At the end of the day, managing cyber risk starts and ends with good cyber hygiene — knowing which devices are on your network and what is running on them. There is security found in simplicity and visibility. The more organisations can do to get an idea of what endpoints and cyber assets they are absorbing heading into an M&A and then consolidate disparate security solutions to unite teams and tools, the safer they will be.
How does Tanium help organisations reduce M&A-related cyber risks?
Tanium allows acquirers to confidently establish a baseline of information, receive real-time updates to the data throughout the due diligence phase, and then continue to use the same platform through each phase of the deal right on through acquisition and systems/business integration. Through Tanium platform integrations, organisations can offboard the data history wherever and whenever they need to.
The amount of time and effort to collect and consolidate data for a valuation or risk analysis is often prohibitive, and people will tend to settle for what they can get in short order with as little effort as possible. This is especially true in the early phases, where confidentiality is a concern and there is a reluctance to involve a lot of people. We can help solve this problem by creating a single, authoritative view, without needing an army of people allowing for much “lower calorie” due diligence.
Through our Converged Endpoint Management (XEM) platform, Tanium harnesses cloud and artificial intelligence (AI) to safeguard organisations. Real-time data is at the heart of all this; our ability to query and analyse data on every endpoint in real-time, and act at speed and scale, is a foundational differentiator.
To stay ahead of the latest tech trends, click here for DigitalEdge Section
During M&A activities specifically, we can help accelerate the due diligence process and reduce risk by rapidly deploying endpoints to provide better visibility and more effectively mitigate risks and remediate incidents before damage occurs. It’s all about time to value and revenue on the M&A investment, and Tanium is key to driving acceleration in this space.
AI has been in the spotlight this year. How can it help in this case?
While AI has shown its power over the last several years, the focus on generative AI over the past year has yielded new, practical use cases in making it easier and more intuitive for security teams to secure their environments.
This is especially true for M&A situations.
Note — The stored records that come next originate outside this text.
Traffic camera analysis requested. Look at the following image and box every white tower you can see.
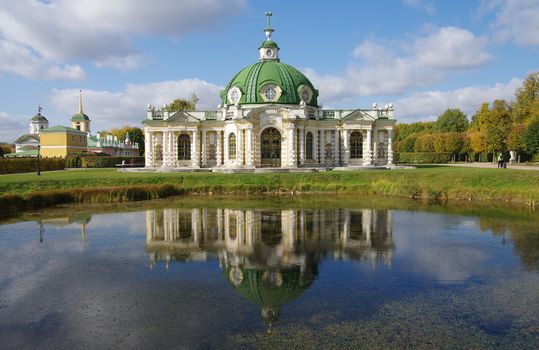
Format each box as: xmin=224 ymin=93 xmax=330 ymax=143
xmin=29 ymin=106 xmax=49 ymax=134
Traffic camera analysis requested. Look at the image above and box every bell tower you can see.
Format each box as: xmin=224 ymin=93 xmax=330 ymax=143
xmin=70 ymin=90 xmax=91 ymax=132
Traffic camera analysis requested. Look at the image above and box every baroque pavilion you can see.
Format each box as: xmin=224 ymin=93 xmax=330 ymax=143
xmin=142 ymin=13 xmax=395 ymax=170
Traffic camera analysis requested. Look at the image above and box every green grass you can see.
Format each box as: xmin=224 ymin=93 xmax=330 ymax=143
xmin=0 ymin=167 xmax=538 ymax=212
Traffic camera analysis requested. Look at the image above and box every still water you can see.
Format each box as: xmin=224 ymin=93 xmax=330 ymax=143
xmin=0 ymin=196 xmax=538 ymax=349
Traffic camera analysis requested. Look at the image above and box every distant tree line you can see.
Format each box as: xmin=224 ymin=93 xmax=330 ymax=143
xmin=394 ymin=72 xmax=539 ymax=163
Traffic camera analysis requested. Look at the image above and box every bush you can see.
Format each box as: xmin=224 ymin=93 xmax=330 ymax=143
xmin=395 ymin=152 xmax=453 ymax=164
xmin=66 ymin=155 xmax=144 ymax=168
xmin=0 ymin=158 xmax=66 ymax=174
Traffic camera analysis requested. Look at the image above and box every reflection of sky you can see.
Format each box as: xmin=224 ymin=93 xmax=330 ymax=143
xmin=0 ymin=207 xmax=537 ymax=348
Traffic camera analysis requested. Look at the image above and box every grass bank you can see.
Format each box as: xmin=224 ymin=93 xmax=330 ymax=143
xmin=0 ymin=167 xmax=538 ymax=215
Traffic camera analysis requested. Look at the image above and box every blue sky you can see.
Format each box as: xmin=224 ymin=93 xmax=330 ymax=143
xmin=0 ymin=0 xmax=538 ymax=142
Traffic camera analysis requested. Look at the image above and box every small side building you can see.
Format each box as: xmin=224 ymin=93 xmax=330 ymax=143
xmin=40 ymin=126 xmax=88 ymax=158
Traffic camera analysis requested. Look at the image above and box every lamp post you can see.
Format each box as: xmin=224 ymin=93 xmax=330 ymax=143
xmin=37 ymin=145 xmax=41 ymax=176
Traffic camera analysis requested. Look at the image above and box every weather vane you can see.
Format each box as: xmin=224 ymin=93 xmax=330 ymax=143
xmin=265 ymin=11 xmax=272 ymax=29
xmin=264 ymin=11 xmax=274 ymax=40
xmin=38 ymin=105 xmax=42 ymax=114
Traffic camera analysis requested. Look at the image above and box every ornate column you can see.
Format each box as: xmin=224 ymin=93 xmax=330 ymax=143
xmin=171 ymin=131 xmax=177 ymax=167
xmin=246 ymin=128 xmax=254 ymax=167
xmin=145 ymin=131 xmax=153 ymax=167
xmin=364 ymin=129 xmax=372 ymax=165
xmin=333 ymin=130 xmax=339 ymax=166
xmin=299 ymin=129 xmax=305 ymax=166
xmin=237 ymin=129 xmax=244 ymax=166
xmin=287 ymin=126 xmax=296 ymax=167
xmin=216 ymin=130 xmax=223 ymax=166
xmin=191 ymin=129 xmax=200 ymax=167
xmin=201 ymin=130 xmax=207 ymax=167
xmin=224 ymin=131 xmax=229 ymax=164
xmin=312 ymin=129 xmax=318 ymax=164
xmin=387 ymin=129 xmax=394 ymax=165
xmin=161 ymin=131 xmax=167 ymax=167
xmin=342 ymin=129 xmax=350 ymax=166
xmin=373 ymin=141 xmax=378 ymax=165
xmin=319 ymin=130 xmax=325 ymax=165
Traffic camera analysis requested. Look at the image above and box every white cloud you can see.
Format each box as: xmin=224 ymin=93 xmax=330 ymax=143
xmin=306 ymin=26 xmax=491 ymax=103
xmin=0 ymin=39 xmax=85 ymax=80
xmin=394 ymin=77 xmax=522 ymax=121
xmin=402 ymin=0 xmax=435 ymax=15
xmin=50 ymin=79 xmax=222 ymax=132
xmin=481 ymin=0 xmax=539 ymax=46
xmin=0 ymin=0 xmax=245 ymax=77
xmin=0 ymin=112 xmax=29 ymax=143
xmin=414 ymin=27 xmax=491 ymax=69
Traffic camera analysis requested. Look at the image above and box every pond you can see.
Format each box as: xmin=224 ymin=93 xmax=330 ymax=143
xmin=0 ymin=196 xmax=538 ymax=349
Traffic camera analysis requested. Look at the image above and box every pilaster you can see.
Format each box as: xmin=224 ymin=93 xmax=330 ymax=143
xmin=287 ymin=126 xmax=296 ymax=167
xmin=246 ymin=128 xmax=254 ymax=167
xmin=299 ymin=129 xmax=305 ymax=165
xmin=191 ymin=129 xmax=200 ymax=167
xmin=216 ymin=131 xmax=223 ymax=166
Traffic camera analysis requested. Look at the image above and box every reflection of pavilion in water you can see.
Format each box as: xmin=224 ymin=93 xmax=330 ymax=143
xmin=146 ymin=208 xmax=393 ymax=328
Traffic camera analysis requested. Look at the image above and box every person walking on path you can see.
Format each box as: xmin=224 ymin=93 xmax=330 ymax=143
xmin=497 ymin=153 xmax=504 ymax=168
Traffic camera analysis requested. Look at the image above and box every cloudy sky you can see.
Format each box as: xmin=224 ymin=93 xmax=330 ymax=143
xmin=0 ymin=0 xmax=538 ymax=142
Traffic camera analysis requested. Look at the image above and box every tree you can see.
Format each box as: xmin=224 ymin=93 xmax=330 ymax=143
xmin=414 ymin=134 xmax=436 ymax=152
xmin=103 ymin=126 xmax=145 ymax=156
xmin=436 ymin=108 xmax=468 ymax=133
xmin=471 ymin=102 xmax=490 ymax=131
xmin=168 ymin=93 xmax=199 ymax=112
xmin=469 ymin=131 xmax=487 ymax=161
xmin=507 ymin=124 xmax=526 ymax=162
xmin=524 ymin=118 xmax=539 ymax=156
xmin=484 ymin=100 xmax=512 ymax=156
xmin=513 ymin=72 xmax=539 ymax=124
xmin=0 ymin=142 xmax=13 ymax=156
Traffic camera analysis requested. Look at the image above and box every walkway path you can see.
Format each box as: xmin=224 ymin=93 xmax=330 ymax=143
xmin=437 ymin=162 xmax=539 ymax=171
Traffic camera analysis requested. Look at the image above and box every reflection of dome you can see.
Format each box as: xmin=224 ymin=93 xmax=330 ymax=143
xmin=228 ymin=267 xmax=312 ymax=308
xmin=220 ymin=61 xmax=319 ymax=107
xmin=224 ymin=265 xmax=315 ymax=329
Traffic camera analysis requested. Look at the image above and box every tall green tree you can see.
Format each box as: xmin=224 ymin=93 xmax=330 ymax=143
xmin=168 ymin=93 xmax=199 ymax=112
xmin=507 ymin=124 xmax=526 ymax=162
xmin=513 ymin=72 xmax=539 ymax=124
xmin=436 ymin=108 xmax=468 ymax=132
xmin=484 ymin=100 xmax=512 ymax=154
xmin=524 ymin=118 xmax=539 ymax=155
xmin=104 ymin=126 xmax=145 ymax=156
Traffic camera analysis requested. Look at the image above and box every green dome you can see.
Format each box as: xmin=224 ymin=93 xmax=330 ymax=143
xmin=70 ymin=113 xmax=90 ymax=121
xmin=30 ymin=113 xmax=47 ymax=122
xmin=220 ymin=60 xmax=319 ymax=107
xmin=259 ymin=39 xmax=279 ymax=49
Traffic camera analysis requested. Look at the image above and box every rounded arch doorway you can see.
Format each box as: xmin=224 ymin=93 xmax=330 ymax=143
xmin=260 ymin=127 xmax=281 ymax=167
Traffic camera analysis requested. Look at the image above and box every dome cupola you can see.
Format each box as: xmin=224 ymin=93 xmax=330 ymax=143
xmin=220 ymin=12 xmax=319 ymax=107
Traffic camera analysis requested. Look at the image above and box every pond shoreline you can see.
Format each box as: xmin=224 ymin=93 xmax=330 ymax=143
xmin=1 ymin=167 xmax=538 ymax=217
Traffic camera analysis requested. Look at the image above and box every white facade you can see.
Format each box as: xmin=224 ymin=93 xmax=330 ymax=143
xmin=143 ymin=105 xmax=395 ymax=169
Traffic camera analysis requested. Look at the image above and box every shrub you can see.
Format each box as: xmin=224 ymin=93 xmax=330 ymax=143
xmin=0 ymin=158 xmax=66 ymax=174
xmin=395 ymin=152 xmax=453 ymax=164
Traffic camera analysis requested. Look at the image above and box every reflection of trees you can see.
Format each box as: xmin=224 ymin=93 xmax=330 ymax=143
xmin=477 ymin=217 xmax=539 ymax=272
xmin=145 ymin=207 xmax=394 ymax=327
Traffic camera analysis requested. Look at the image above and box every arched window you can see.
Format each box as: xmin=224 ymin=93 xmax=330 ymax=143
xmin=178 ymin=134 xmax=191 ymax=160
xmin=350 ymin=131 xmax=363 ymax=159
xmin=228 ymin=133 xmax=236 ymax=159
xmin=306 ymin=132 xmax=313 ymax=160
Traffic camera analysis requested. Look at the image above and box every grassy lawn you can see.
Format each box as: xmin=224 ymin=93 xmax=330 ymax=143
xmin=1 ymin=167 xmax=538 ymax=206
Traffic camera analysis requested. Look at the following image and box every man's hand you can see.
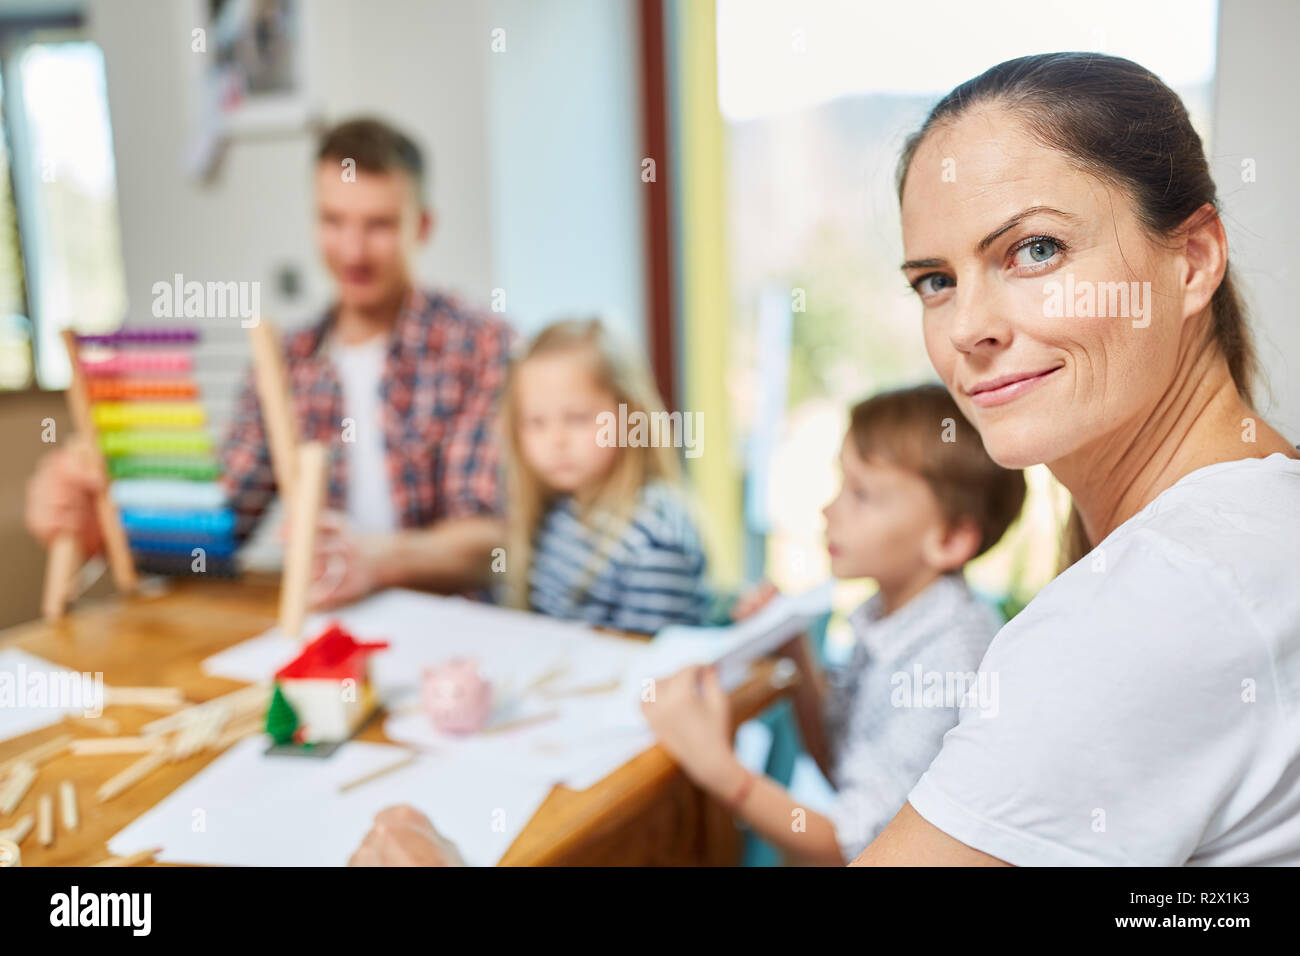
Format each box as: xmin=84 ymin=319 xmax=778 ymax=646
xmin=348 ymin=805 xmax=466 ymax=867
xmin=25 ymin=437 xmax=106 ymax=556
xmin=305 ymin=509 xmax=382 ymax=609
xmin=640 ymin=666 xmax=745 ymax=796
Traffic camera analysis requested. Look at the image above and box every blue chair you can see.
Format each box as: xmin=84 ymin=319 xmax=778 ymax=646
xmin=739 ymin=610 xmax=831 ymax=867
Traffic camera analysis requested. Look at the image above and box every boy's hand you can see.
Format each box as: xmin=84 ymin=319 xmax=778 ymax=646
xmin=732 ymin=579 xmax=779 ymax=621
xmin=348 ymin=805 xmax=466 ymax=867
xmin=641 ymin=666 xmax=745 ymax=796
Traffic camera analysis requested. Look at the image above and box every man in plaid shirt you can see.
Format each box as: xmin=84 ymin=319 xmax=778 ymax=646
xmin=27 ymin=118 xmax=512 ymax=606
xmin=222 ymin=286 xmax=512 ymax=605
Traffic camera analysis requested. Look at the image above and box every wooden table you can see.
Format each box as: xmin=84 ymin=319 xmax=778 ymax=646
xmin=0 ymin=577 xmax=793 ymax=866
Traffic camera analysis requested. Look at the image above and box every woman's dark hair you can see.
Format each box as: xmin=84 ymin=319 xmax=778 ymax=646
xmin=896 ymin=52 xmax=1258 ymax=566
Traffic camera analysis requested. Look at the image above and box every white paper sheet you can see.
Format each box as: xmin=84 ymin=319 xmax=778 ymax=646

For example, Tanium’s AI-driven autonomous capabilities will bring a massive improvement in efficiency for IT operations and security teams. This is via automated insights and actions that will help break down silos and boost efficiency as companies combine their IT and security functions.
Whether you are the acquiring company or the target company, the real-time data, speed and scale provided by Tanium’s XEM platform allows organisations to remain in control of their IT environments. Our technology will proactively identify an issue on a user's machine before it happens — whether it’s an out-of-date application that will get blocked due to policy, or a machine about to run out of storage and create a productivity-impacting issue for the user. Tanium’s XEM platform will identify and self-remediate the issue autonomously — all without the user or the IT operator having to take any action.